City leaders notified Jailer Robbie Kirk this past winter of Marion’s plan to put the property up for sale. Kirk said fencing and other improvements that facilitated the Victory Gardens are in the process of being removed and sold. Most of the improvements accumulated by a non-profit group that managed the Victory Gardens will be sold at public auction, Kirk said.
The gardens were a source of pride for the jail, Kirk explains, where inmates found a sense of worth as part of the team team planted, nurtured and distributed free fruits and vegetables each summer. The gardens also helped supplement the jail’s food pantry.

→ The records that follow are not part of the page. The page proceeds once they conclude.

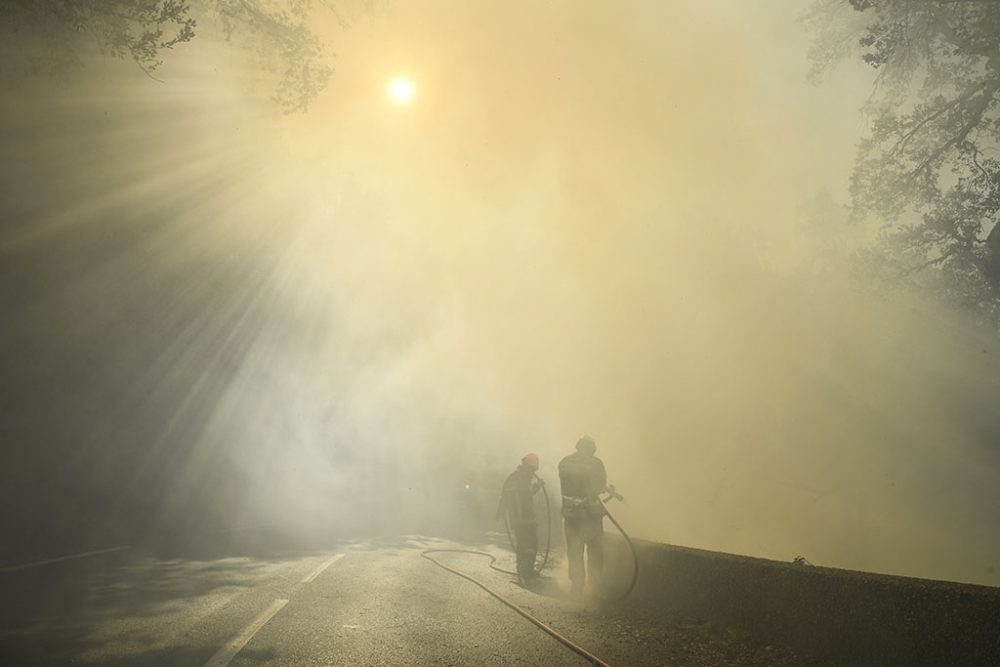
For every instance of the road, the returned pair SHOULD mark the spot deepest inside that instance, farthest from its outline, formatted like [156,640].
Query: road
[373,602]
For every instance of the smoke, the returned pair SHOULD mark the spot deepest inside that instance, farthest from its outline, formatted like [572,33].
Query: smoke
[592,219]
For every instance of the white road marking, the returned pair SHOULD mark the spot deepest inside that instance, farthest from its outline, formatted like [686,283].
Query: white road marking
[225,654]
[319,570]
[25,566]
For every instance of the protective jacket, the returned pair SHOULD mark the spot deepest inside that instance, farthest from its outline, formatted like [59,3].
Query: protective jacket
[582,479]
[516,499]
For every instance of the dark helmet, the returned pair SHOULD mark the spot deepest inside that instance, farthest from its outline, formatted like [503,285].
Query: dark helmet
[586,445]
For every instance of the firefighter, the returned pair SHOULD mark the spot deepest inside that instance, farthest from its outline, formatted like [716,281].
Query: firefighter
[518,504]
[582,479]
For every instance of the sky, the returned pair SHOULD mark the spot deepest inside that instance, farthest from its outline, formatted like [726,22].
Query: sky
[617,219]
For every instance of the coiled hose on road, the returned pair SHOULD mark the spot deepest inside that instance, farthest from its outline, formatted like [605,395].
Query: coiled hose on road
[576,648]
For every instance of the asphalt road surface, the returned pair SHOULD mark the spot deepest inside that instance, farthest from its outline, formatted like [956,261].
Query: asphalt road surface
[375,602]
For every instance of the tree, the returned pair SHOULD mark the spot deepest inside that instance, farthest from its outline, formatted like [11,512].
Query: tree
[144,30]
[929,166]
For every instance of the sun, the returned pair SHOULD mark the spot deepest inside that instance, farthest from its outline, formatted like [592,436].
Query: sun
[401,90]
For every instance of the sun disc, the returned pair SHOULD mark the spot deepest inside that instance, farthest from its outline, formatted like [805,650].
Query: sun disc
[401,91]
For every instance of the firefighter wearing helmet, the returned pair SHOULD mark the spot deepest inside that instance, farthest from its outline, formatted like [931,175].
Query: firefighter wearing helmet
[582,478]
[517,503]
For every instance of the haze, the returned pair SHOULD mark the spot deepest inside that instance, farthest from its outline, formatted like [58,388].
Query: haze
[620,220]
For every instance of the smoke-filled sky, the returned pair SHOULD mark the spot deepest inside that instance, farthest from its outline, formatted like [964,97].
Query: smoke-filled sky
[619,219]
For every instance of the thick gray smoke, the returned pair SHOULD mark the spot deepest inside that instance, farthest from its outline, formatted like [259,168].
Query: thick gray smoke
[589,219]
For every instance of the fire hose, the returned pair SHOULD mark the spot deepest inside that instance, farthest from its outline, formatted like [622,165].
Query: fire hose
[541,625]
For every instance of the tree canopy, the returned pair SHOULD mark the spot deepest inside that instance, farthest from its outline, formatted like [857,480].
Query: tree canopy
[929,166]
[144,30]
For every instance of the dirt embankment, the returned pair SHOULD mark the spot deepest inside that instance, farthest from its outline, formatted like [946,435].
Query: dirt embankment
[838,617]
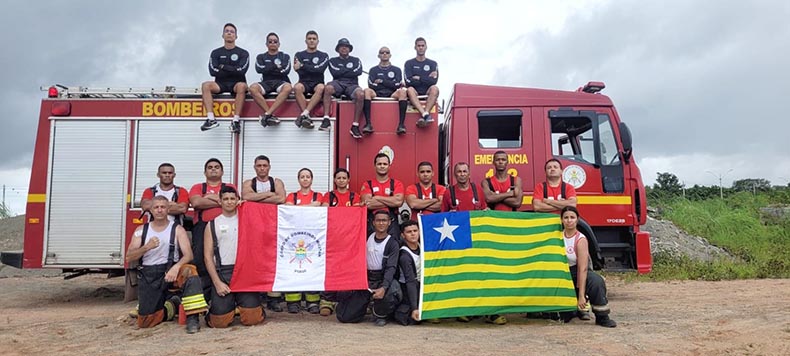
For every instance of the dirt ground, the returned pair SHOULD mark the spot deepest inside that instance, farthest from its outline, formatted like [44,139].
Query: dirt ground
[47,315]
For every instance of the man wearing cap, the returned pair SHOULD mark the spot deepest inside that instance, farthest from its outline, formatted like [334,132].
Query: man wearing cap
[345,71]
[421,75]
[385,81]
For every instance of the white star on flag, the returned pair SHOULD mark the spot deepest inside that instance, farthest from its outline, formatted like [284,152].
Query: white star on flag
[446,230]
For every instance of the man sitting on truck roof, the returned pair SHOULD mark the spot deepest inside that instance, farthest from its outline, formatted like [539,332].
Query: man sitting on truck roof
[424,197]
[502,191]
[345,71]
[178,197]
[310,64]
[228,65]
[156,246]
[383,193]
[385,81]
[421,75]
[204,198]
[553,194]
[274,67]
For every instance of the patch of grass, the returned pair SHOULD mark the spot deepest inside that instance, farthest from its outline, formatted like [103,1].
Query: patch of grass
[733,224]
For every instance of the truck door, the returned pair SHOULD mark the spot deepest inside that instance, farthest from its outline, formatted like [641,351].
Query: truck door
[87,193]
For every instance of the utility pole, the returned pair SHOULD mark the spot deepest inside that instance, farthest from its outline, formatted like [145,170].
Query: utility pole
[721,177]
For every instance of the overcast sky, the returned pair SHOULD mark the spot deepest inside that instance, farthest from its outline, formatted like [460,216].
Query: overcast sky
[700,83]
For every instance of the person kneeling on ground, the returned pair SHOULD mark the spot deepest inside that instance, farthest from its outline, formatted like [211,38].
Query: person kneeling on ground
[158,275]
[587,283]
[382,260]
[221,241]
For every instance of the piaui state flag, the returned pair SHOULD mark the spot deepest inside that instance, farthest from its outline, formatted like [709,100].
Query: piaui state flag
[296,248]
[493,262]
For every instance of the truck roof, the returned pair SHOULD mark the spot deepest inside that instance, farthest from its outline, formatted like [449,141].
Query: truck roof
[475,95]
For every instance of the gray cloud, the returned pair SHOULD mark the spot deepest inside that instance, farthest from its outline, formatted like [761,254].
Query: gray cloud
[688,77]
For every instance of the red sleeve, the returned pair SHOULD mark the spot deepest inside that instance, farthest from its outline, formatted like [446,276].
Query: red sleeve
[446,200]
[537,194]
[440,189]
[570,191]
[196,190]
[398,187]
[410,190]
[183,196]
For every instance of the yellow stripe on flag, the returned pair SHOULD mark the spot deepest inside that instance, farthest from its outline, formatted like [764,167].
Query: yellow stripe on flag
[498,284]
[488,252]
[500,222]
[519,239]
[498,301]
[490,268]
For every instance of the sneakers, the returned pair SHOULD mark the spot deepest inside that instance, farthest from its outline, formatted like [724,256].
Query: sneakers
[605,321]
[235,127]
[496,319]
[209,124]
[304,121]
[325,124]
[193,323]
[583,315]
[268,120]
[354,131]
[274,306]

The gardens were in production for seven growing seasons on a portion of 42.25 acres of property purchased in 2004 by the City of Marion for $102,500. Fruit trees and blackberries were planted three years ago and some of those were expected to bear fruit this season.

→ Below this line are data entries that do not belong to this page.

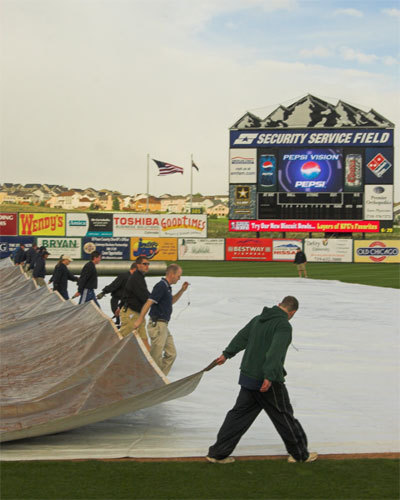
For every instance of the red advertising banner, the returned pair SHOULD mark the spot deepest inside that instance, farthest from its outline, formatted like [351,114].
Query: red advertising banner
[8,224]
[306,226]
[248,249]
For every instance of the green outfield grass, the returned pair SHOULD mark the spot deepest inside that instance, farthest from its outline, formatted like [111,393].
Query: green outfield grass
[387,275]
[269,479]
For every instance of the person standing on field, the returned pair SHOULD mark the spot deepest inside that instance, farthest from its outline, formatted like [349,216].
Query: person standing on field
[134,297]
[39,271]
[265,341]
[300,260]
[160,305]
[61,276]
[87,282]
[116,288]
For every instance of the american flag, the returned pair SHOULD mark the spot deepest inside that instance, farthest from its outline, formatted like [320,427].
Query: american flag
[167,168]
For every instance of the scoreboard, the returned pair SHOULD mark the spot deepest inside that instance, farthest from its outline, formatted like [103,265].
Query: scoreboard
[329,175]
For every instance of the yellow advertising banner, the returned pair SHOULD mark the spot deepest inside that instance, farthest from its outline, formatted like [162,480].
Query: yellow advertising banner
[40,224]
[374,251]
[154,248]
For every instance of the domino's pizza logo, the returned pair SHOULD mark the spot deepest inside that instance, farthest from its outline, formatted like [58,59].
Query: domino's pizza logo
[310,170]
[379,165]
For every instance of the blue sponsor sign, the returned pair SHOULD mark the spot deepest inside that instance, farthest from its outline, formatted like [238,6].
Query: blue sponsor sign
[311,170]
[10,243]
[110,248]
[306,137]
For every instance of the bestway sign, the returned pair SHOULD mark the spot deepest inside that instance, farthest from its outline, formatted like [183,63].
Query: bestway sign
[303,137]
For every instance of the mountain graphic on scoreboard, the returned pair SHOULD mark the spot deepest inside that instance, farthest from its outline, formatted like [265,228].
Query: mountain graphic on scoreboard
[313,112]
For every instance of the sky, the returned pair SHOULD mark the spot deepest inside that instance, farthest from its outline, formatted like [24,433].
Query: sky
[91,87]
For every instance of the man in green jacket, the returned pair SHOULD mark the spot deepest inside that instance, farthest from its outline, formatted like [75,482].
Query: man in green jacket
[262,375]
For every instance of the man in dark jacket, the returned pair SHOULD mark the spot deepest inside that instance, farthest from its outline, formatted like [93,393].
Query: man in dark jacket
[20,255]
[30,258]
[266,340]
[134,296]
[39,271]
[87,282]
[61,276]
[300,260]
[116,288]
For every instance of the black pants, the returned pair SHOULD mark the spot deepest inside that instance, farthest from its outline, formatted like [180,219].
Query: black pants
[114,306]
[275,402]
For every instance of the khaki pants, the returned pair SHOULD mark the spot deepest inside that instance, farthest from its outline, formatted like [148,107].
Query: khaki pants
[40,281]
[162,345]
[127,318]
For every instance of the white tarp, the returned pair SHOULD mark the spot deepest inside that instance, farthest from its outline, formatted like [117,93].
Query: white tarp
[65,365]
[343,380]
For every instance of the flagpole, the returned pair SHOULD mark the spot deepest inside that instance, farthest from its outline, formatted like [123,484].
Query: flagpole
[148,181]
[191,182]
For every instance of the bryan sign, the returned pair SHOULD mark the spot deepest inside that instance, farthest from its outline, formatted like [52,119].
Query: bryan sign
[34,224]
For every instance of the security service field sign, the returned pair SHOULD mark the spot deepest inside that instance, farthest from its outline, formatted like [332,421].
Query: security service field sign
[92,224]
[61,246]
[41,224]
[384,251]
[328,250]
[161,226]
[8,224]
[154,248]
[201,248]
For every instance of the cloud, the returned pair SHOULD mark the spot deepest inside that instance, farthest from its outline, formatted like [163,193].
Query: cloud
[392,12]
[349,54]
[349,12]
[317,52]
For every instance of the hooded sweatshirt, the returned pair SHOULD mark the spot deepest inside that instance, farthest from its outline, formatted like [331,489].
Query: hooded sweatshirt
[266,339]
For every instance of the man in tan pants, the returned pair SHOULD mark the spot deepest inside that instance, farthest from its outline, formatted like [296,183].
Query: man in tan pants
[134,296]
[160,305]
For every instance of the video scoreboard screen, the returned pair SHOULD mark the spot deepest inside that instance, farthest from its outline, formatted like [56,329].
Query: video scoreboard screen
[346,176]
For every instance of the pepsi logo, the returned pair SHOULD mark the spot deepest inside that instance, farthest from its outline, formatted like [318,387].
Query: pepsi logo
[310,170]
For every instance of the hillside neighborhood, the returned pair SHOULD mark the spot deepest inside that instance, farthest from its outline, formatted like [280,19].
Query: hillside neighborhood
[56,196]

Kirk is disappointed that the city will be selling the property, which puts and end to the garden concept.
“There are very few things we have that benefit this community so greatly,” Kirk said, “and these gardens was one of them.”
City Administrator Adam Ledford said a decision was made to sell the property in order to generate immediate funds for buying new equipment and making capital improvements to streets and other city infrastructure. A longterm benefit, he added, could be growth in the tax base. He said the large, mostly open, tract could be sold as is or subdivided. He said it’s one of the few places in the city conducive to new home development.
“This was a matter of evaluating whether this asset was working for the city or not,” Ledford said.
Perhaps, he said, the large, undeveloped parcel of land will better serve the city on the tax rolls instead of in a program that generated no tax dollars for the city.
The land was originally provided to a Native American group which had big plans for the property. Those fell through and a group made up largely of local churches formed a non-profit organization that started growing produce and giving it away free to the community. Crittenden County Detention Center joined the effort, providing inmate labor.
“It was a beautiful thing for the inmates,” the jailer said. “At first, they didn’t want to go out there, but then they grew to love it. When those elderly people would come by and get free vegetables I’ve seen these grown men – inmates – crying. It meant so much to them.”